Parte da programação será transmitida por streaming. Entre os temas dos debates, que vão de “Diego como fato político universal” até uma “filosofia maradoniana”, o futebol é o assunto menos destacado.
A treinadora Monica Santino, 60, promotora de um projeto social de “futebol feminista” em uma favela argentina, lembra que a morte de Diego, em 20 de novembro de 2020, foi uma bola dividida para o movimento.
Aquelas que, como ela, a lamentaram publicamente foram alvo de cancelamento, cobradas pelas acusações de violência contra mulheres e pela recusa dele em reconhecer filhos fora do casamento.
Mas Monica também recorda que, anos antes, Maradona se manifestou a favor do aborto e apoiou o futebol feminino. “Creio que era mais feminista do que pensava, nisso de lutar por direitos e contra a opressão, que para mim é o ponto central do feminismo”, diz.
Objeções a uma afiliação “maradoniana”, no entanto, não se restringem a questões de gênero. Podem estar relacionadas a nacionalidade e rivalidade.
O professor Marcelo Argenta Câmara, 54, da Universidade Federal do Rio Grande do Sul (UFRGS), conta que era zoado a cada fracasso da seleção albiceleste. Isso mudou em 2022, quando muitos brasileiros como ele, no Sul, torceram pelo time de Messi na decisão da Copa do Mundo.
“Hoje tem uma galera usando camisa da Argentina por aí, mas antigamente eu torcia sozinho”, diz Câmara, que falará sobre “Geografias Maradonianas”.
“O Maradona encarna essa periferia tão comum na América Latina. Não se desliga da sua origem, dos problemas políticos. É um tipo de futebolista que, infelizmente, a gente vê muito pouco”, diz, lembrando a atuação dele em causas de esquerda.
A admiração é tanta que Câmara mantém um pequeno altar na sala de casa, com objetos relacionados a Maradona. E não é exatamente uma exceção, segundo a jornalista argentina Gabriela Saidon, 64, autora de “Superdios – La construcción de Maradona como santo laico” (2021, não publicado no Brasil), que surgiu na sequência de uma pesquisa sobre santos populares e pagãos venerados no interior do país, como o Gauchito Gil.

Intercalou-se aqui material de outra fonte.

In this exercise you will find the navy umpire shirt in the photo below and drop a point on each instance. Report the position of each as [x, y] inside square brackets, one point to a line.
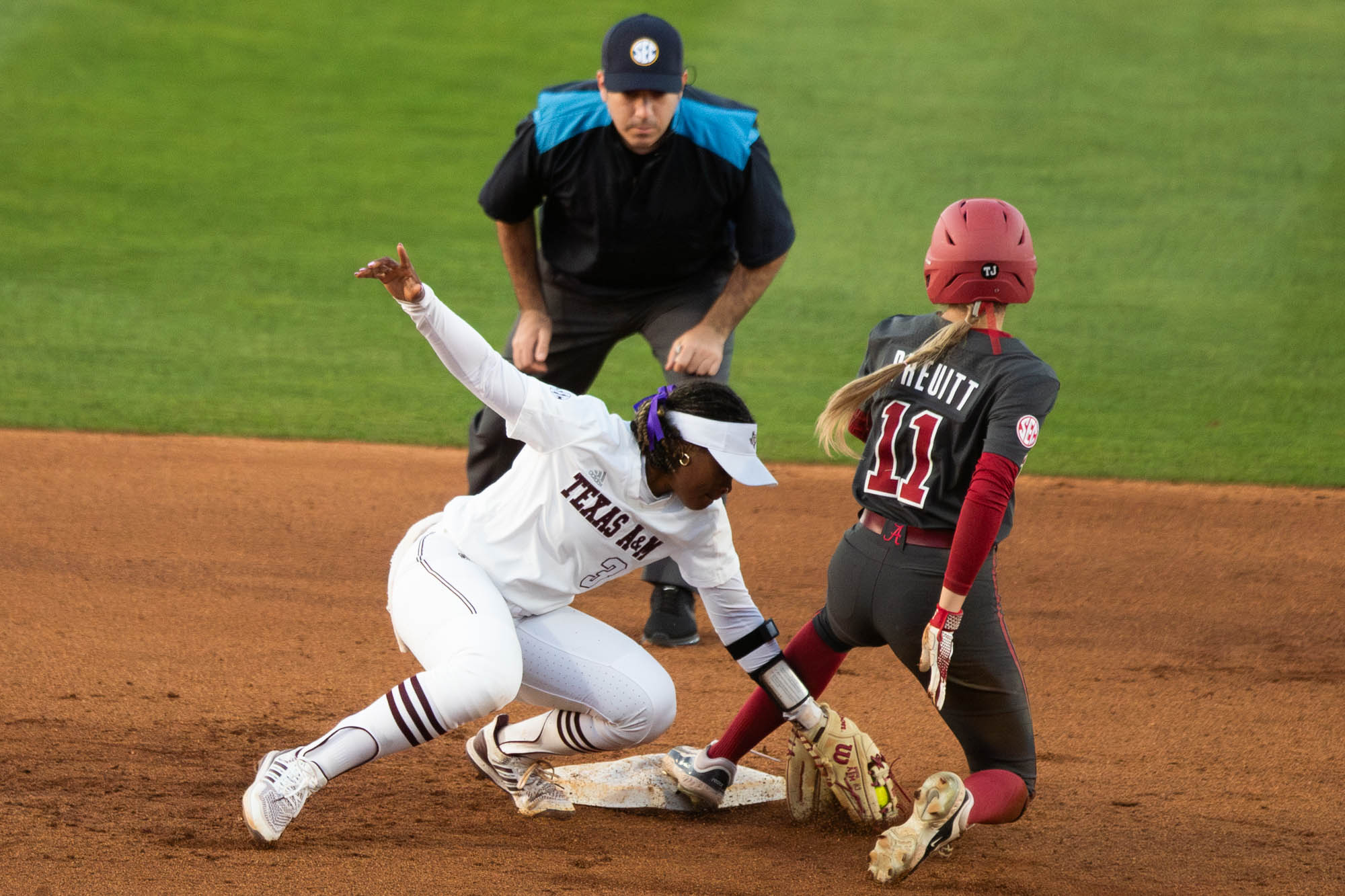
[619, 224]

Gabriela encontrou semelhanças na devoção a Maradona, como as oferendas em troca de pedidos. “Há gente que lhe acende velas, que toca sua imagem antes de sair de casa. Há fábricas de ‘santinhos’ de Maradona. Há um santuário no estádio do Argentinos Juniors (clube que o revelou) que tem bancos para rezar, todas as características de uma igreja”, enumera Gabriela, sem esquecer da famosa Igreja Maradoniana.
“Sou ateia, e tenho uma visão crítica de como o endeusaram. Mas, para as pessoas, lhes dá força. Há uma religião aí”, opina.

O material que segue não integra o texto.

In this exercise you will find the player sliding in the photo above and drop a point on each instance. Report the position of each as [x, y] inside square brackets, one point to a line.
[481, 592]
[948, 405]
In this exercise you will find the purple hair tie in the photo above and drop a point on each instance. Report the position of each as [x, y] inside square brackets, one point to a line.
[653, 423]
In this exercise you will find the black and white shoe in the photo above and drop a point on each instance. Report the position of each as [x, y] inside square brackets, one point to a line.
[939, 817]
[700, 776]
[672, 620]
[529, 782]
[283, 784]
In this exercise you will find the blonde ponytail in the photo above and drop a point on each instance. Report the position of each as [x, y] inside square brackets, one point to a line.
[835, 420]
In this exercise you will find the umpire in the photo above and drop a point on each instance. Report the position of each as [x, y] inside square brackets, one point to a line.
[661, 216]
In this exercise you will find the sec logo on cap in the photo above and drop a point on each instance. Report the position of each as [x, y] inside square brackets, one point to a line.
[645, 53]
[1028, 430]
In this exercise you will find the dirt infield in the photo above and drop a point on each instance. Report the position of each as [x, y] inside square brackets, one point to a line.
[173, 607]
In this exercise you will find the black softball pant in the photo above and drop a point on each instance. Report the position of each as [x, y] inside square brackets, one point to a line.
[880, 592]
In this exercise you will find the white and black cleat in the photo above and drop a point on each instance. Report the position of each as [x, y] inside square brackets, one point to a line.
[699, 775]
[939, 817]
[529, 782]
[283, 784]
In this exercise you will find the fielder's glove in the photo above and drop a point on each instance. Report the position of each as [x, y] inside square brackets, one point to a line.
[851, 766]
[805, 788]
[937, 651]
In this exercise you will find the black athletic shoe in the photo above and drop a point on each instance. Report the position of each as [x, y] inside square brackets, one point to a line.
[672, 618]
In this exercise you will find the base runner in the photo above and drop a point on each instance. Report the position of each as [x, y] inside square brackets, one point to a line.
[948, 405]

O fervor por Maradona também se mostrará na exposição de 18 projetos de ação social inspirados na figura do ex-jogador; na 1ª Feira do Livro Maradoniana, com 30 autores; e na mostra de arte e fotografia, com 60 artistas.

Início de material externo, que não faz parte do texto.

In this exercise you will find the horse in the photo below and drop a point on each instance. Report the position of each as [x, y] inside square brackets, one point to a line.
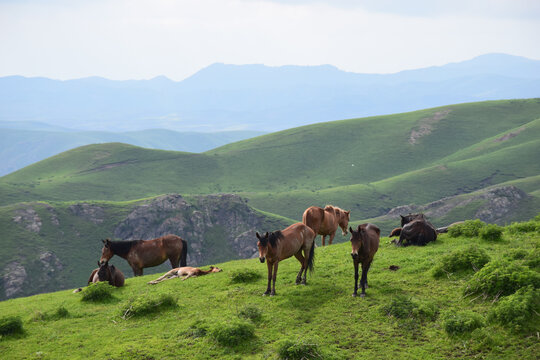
[415, 229]
[326, 221]
[114, 276]
[365, 243]
[283, 244]
[147, 253]
[185, 273]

“Diego não estudou na universidade, mas de alguma maneira chegou nela”, diz o jornalista Fabián D’Aloisio, 55, um dos organizadores do congresso e criador da “cátedra maradoniana Diegologías”, curso de extensão que estreou este ano na UBA.
Fabián destaca que Maradona segue presente nas lutas populares. Nos protestos dos aposentados contra o governo Milei, uma frase do ex-jogador, “Tem que ser muito cagão para não defender os aposentados”, costuma ser empunhada nos cartazes.
O Maradona líder sindical, que em 1995 criou, ao lado de jogadores como o brasileiro Raí, a Associação Internacional de Futebolistas Profissionais (FIFPro, na sigla em inglês), será lembrado por seu ex-preparador físico Fernando Signorini. “O futebol tem que ser dos futebolistas, de uma vez por todas. Hoje, (os jogadores) são ovelhas dóceis. O poder os necessita assim, frívolos, se possível também estúpidos, grosseiros, insensíveis, egoístas”, disse à Folha.
Signorini, 74, participará do congresso com primazia de craque, livre para atuar em todas as mesas e conferências e falar tanto do esportista quanto do amigo e do ativista. “As conquistas esportivas ficam, mas transcender por suas convicções, por enfrentar o poder sem se ajoelhar, é muito mais admirável que os gols e o melhor de todos os títulos”, diz.